By Sami Zaptia.
London, 6 August 2021:
Libya’s Attorney General issued an order yesterday to arrest the head of Libya’s Mini Football Association Hussien Twelib, the Head of the Libyan Air Ambulance Service and the Co-Pilot of the flight that transported ill footballers to Rome, as well as an order to investigate the mini footballers’ malaria affair.
Malaria from football tournament in Nigeria
It will be recalled that a member of Libya’s Mini Football team (Ayman Nigresh) had died last Wednesday after returning infected with malaria after taking part in the Second African Minifootball Cup in Nigeria in July. Moreover, most of the squad that had travelled had been infected to some degree, with some in very bad condition.
His death and the infection of the players has caused an understandable furore in Libya as the state failed to treat them quickly and it was revealed that the football team were not inoculated for malaria prior to flying to Nigeria.
The Air Ambulance flight to Rome incident
To make things worse, there was a bureaucratic delay in processing their travel to Rome to receive treatment. Two players were, rightly or wrongly, prevented at the last minute from boarding the Air Ambulance to Rome and two civilians took their places. One civilian is the son of an MP.
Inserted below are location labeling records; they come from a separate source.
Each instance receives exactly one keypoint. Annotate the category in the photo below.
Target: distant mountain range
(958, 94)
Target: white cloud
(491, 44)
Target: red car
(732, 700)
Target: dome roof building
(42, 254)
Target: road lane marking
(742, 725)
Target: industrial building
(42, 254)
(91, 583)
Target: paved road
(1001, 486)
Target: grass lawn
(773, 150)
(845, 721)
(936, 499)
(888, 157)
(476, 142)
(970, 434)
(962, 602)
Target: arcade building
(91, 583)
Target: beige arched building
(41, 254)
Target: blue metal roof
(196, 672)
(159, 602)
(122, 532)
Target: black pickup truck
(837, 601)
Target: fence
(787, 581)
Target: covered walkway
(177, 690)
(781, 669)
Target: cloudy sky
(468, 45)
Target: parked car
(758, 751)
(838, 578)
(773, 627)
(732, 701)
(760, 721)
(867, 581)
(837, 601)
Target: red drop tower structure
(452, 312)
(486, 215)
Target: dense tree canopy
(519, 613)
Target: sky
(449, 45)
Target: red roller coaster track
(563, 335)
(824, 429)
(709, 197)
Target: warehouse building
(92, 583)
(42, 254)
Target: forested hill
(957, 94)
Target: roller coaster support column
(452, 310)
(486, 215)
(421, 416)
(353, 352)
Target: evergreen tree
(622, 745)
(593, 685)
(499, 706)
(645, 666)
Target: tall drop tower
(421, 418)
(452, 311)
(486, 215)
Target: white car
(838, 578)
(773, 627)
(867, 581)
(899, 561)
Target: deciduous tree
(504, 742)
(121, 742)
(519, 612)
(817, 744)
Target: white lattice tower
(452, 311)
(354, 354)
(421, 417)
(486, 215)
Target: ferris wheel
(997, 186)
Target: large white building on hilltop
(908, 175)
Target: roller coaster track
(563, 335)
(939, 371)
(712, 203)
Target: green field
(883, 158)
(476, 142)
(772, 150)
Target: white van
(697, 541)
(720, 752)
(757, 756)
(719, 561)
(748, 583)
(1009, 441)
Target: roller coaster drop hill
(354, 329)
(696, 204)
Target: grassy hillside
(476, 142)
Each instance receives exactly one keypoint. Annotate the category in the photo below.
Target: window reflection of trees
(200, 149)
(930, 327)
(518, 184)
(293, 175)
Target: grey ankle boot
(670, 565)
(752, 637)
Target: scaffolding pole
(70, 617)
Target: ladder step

Public perception of uncaring, corrupt political elite
The incident has caught the public’s attention with the perception of an uncaring political elite, especially towards the youth, and of nepotism and corruption as a result of connected civilians using an Air Ambulance flight to travel to Europe. Medical flights are not allowed to transport civilian passengers.
Libyan traditional and social media has been all over the incident with the photograph of the red bloodshot eyes of one of the malaria infected footballers touching a public nerve.
Now the blame game
This has led to accusations and finger-pointing exercises between different institutions, including the Libyan Sports Ministry and the National Centre for Disease Control (NCDC), with the former claiming that the latter had advised it that the players did not need inoculating. The NCDC has denied this.
Its with this background that now the Attorney General has stepped in to try to attach some legal responsibility to some of these actions.